There seems to be a bunch of folks here looking for a fight, where I don't think a fight should be. But I'll take them up anyway.

I sell pigs and pork. You're welcome to come meet them, see how they live and what they eat.

I have Tamworths -- Indiana and coastal/British genetics. They're both fine pigs, but the difference is clear.

If you buy pork from me, you will pay the same price you would pay at the gourmet butcher down in the city. I think my meat is that good, so far I haven't had a problem finding customers who agree. The people who criticize me, oddly enough, seem mostly to be the loudest Tea Party conservatives in the room. What happened to free market capitalism folks?

If you buy a weaner pig from me, you will also pay top dollar. Why yes, you can get a CAFO cull trucked in from 400 miles away for one third as much. When you look at your freezer in the fall, was the extra $100 to me well spent? So far my customers say yes.

If you decide you like the pig you bought from me enough to breed it, no problem. I sold you a pig fair and square. If you want the registration, pay me for the paperwork. If you want a breeding age boar, I have them. (I don't castrate) I don't claim magic genetics. Come scratch some snouts, and decide if one of them is worth as much to you as it would be to me in the freezer. If what I can get for retail pastured pork is more than you think my boar is worth, that is your problem, not mine. I didn't claim prime breeding stock, I said breeding age boar.


----------



## blaineiac (Jan 10, 2010)

I agree with you all the way Frank. A breeding age boar IS worth your high end market price. I have a problem with $400 feeders still dripping milk. I seems to me like a pyramid. I'm glad you found a high end market for your feeders. Most people won't and the only way they can recoup their price is to sell them all as super pigs. The only buyer is someone who thinks they can get rich off raising these super pigs which bring $400 a piece. It seems like a cycle that will eventually run it's course. 

I have Tams as well. Around here they sell around $2/lb feeder price. It still is a little pricey but people can afford them. Good show hogs sell for more, but the nice Tams are within this range. They do great for me. Take a little longer to get to weight but definitely worth the wait for me. 

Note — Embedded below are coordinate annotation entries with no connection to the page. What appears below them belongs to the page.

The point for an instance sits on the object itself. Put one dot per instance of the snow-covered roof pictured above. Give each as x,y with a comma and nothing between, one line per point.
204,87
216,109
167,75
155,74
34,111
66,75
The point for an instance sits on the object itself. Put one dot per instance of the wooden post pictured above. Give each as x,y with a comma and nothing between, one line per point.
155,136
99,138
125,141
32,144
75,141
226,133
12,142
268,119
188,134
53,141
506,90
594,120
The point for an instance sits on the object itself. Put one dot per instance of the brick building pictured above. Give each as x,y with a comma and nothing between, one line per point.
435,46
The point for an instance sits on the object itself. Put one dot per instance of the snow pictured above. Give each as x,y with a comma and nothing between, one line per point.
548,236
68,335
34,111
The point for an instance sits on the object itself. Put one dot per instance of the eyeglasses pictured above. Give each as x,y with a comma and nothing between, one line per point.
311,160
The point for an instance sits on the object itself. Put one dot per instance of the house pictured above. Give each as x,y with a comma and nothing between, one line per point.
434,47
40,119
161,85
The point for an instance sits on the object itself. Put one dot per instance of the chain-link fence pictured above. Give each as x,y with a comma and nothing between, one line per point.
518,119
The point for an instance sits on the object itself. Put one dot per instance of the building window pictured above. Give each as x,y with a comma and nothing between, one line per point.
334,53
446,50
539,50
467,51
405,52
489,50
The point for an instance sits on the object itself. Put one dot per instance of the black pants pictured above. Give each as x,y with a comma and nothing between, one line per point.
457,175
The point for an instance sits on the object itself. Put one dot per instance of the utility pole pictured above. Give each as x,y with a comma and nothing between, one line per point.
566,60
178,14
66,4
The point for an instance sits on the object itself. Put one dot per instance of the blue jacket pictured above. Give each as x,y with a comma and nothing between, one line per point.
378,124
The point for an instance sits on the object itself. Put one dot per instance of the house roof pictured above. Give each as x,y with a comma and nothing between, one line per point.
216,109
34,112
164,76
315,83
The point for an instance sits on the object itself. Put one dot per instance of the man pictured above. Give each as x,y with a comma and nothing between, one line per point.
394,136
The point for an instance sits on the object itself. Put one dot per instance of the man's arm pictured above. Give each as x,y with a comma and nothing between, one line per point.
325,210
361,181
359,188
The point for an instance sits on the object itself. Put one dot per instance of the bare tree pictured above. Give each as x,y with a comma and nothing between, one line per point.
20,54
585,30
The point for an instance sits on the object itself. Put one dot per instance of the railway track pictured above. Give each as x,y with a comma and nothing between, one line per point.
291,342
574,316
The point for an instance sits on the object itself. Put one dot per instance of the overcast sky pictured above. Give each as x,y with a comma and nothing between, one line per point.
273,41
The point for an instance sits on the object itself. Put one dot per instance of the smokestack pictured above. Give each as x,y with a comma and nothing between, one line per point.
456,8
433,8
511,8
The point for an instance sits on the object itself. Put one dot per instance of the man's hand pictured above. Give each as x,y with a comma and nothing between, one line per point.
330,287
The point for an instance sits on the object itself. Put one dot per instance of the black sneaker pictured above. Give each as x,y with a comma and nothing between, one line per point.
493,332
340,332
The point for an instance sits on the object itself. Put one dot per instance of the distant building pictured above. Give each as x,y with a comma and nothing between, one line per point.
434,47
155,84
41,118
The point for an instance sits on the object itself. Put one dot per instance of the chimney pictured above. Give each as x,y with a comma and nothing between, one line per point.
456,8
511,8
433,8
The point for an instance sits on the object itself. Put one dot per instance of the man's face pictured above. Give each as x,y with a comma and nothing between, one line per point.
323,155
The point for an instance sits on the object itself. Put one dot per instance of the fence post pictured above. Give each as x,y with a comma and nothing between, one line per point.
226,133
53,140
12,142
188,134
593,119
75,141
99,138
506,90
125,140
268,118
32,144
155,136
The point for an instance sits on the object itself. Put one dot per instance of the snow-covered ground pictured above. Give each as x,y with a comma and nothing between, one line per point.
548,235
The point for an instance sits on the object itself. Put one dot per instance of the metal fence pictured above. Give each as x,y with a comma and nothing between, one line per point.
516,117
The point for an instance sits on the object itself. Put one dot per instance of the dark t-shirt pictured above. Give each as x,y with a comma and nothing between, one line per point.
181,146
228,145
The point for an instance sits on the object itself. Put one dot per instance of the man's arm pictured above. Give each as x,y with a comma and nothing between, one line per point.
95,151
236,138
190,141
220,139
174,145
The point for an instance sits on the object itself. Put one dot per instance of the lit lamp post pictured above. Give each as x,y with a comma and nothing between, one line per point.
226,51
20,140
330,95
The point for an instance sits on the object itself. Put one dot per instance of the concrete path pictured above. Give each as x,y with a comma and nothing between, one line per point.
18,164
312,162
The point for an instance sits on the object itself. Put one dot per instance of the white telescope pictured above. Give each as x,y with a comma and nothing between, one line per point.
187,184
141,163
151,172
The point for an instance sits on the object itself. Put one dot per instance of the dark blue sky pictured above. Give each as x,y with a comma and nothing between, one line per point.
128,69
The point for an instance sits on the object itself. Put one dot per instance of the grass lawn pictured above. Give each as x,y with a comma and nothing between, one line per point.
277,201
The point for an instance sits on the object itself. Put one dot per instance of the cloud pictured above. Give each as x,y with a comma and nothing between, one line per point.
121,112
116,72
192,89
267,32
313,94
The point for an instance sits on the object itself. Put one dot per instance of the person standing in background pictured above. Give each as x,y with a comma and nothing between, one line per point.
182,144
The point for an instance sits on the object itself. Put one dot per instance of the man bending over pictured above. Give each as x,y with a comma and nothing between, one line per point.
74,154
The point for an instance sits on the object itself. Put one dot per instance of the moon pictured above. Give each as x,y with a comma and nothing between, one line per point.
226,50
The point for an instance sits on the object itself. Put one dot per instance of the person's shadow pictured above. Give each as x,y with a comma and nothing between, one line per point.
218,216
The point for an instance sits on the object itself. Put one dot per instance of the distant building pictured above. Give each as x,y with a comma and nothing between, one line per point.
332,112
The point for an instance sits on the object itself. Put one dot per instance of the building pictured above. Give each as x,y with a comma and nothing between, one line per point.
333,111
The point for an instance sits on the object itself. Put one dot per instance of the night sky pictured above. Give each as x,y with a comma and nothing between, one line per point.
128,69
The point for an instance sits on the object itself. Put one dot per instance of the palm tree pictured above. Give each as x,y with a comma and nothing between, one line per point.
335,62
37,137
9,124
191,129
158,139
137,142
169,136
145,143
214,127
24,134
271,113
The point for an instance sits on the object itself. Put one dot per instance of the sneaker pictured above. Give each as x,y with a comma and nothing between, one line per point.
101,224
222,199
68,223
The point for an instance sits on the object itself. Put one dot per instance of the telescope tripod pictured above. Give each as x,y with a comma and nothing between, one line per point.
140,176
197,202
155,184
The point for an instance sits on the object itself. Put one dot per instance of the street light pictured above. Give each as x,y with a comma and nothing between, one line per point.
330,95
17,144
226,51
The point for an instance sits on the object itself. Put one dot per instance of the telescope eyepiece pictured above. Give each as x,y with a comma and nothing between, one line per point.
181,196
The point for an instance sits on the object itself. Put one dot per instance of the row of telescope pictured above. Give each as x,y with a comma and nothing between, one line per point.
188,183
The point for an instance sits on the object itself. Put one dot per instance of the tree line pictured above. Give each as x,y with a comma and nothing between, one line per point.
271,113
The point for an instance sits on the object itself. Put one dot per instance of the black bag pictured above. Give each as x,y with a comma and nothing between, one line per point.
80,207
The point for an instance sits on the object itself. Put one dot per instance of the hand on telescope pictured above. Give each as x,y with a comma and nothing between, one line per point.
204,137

I wasn't trying to start a fight, just pointing out how a side of pork depends on things like the original purchase price.


----------



## FrankRichards (Dec 9, 2004)

Lazy J said:


> Fortunately we have new nono antibiotic products that can give a similar, but less consistent, response in pigs and chickens.
> 
> Jim


Honest question here. What is a nono antibiotic product? If you meant "non" please give me a link


----------



## FrankRichards (Dec 9, 2004)

Lazy J said:


> So how about quitting now? I still claim that my pork is yummier than yours, but the MRSA that y'all cultivate actually kills people. When the American Medical Association (yeah, the doctors) and the Centers for Disease Control stand up and say you are killing people, isn't it time to quit now?


----------



## Forlane (Jul 17, 2010)

Lazy J said:


> I did not get the memo that made you the Farm God.
> 
> I have an alternative interpretation that some might have of your photos.
> 
> ...


The bold and enlarged part slapped me in the face. I am not a farmer I live in a city in the middle of California. I was unaware of the rampant Lion/Tiger problems in the US. Besides maybe a wolf, I know of no predator that will attack a group of pigs. Maybe I am a dumb city boy but I can't imagine the need of protecting a pack of pigs from anything other than Humans.


----------



## Lazy J (Jan 2, 2008)

FrankRichards said:


> Honest question here. What is a nono antibiotic product? If you meant "non" please give me a link


I won't provide links, you can do a google search for yourself. Look up things like Organic Acids, Probiotics, Essential Oils, Botanical Extracts.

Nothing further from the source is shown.